# How to cook eggs



## Magenta (Feb 11, 2012)

A wife was making a breakfast of fried eggs for her husband.

Suddenly, her husband burst into the kitchen.

"Careful," he said, "CAREFUL! Put in some more butter! Oh my GOD!
You're cooking too many at once. TOO MANY! Turn them! TURN THEM NOW! We need more butter. Oh my GOD! WHERE are we going to get MORE BUTTER? They're going to STICK! Careful . CAREFUL! I said be CAREFUL! You NEVER listen to me when you're cooking! Never! Turn them! Hurry up! Are you CRAZY? Have you LOST your mind? Don't forget to salt them. You know you always forget to salt them. Use the salt. USE THE SALT! THE SALT!"

The wife stared at him. "What in the world is wrong with you?
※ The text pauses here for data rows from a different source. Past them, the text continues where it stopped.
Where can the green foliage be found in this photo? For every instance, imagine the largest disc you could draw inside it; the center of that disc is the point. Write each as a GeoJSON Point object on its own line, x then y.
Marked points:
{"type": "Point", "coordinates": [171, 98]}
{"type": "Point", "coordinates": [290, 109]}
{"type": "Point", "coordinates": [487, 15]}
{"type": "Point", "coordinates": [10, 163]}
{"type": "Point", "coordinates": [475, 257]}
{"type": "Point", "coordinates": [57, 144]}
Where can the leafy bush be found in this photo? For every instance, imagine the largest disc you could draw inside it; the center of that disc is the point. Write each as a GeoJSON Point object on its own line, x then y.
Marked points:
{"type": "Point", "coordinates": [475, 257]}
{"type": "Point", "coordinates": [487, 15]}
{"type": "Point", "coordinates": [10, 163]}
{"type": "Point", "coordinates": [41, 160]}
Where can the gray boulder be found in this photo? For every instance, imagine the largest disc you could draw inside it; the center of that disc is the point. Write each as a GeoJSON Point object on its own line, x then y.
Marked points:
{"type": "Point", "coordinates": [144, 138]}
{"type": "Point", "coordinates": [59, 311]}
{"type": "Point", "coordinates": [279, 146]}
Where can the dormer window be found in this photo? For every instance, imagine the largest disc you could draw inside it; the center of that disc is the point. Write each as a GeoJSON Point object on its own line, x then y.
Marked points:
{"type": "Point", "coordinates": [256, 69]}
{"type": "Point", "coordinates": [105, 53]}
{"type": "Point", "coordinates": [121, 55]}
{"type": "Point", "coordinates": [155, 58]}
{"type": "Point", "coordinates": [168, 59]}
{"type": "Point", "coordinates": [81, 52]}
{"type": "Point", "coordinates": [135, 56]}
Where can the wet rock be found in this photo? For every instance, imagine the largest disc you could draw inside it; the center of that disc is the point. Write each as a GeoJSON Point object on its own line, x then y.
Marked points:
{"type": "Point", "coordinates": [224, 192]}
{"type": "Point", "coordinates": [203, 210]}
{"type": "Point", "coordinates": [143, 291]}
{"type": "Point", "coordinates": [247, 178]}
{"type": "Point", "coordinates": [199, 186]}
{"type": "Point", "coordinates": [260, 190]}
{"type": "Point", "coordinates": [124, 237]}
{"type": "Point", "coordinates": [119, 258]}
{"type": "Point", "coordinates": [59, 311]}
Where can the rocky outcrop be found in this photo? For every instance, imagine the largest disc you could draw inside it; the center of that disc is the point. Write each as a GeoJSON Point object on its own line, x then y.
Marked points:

You think I don't know how to fry a couple of eggs?"

The husband calmly replied, "I just wanted to show you what it feels like when I'm driving."


----------



## AfterHouR (Feb 8, 2012)

:lol: :lol: :lol:


----------



## j8keith (Jun 26, 2009)

:lol: :lol: :lol:


----------



## BrianR (Oct 12, 2011)

:lol: :lol: :lol:


----------



## alexi7 (Aug 30, 2011)

:lol: :lol: :lol: yeah


----------



## davelincs (Jan 1, 2010)

:lol:


----------



## jays_225 (Nov 4, 2009)

:lol:


----------



## YELLOW_TT (Feb 25, 2004)

:lol: :lol:


----------



## Dotti (Mar 9, 2003)

ooo :lol:


----------



## T3RBO (Dec 9, 2003)

:lol: :lol: :lol:


----------



## ScoobyTT (Aug 24, 2009)

:lol: :lol:


----------



## John-H (Jul 13, 2005)

:lol: :lol: :lol:


----------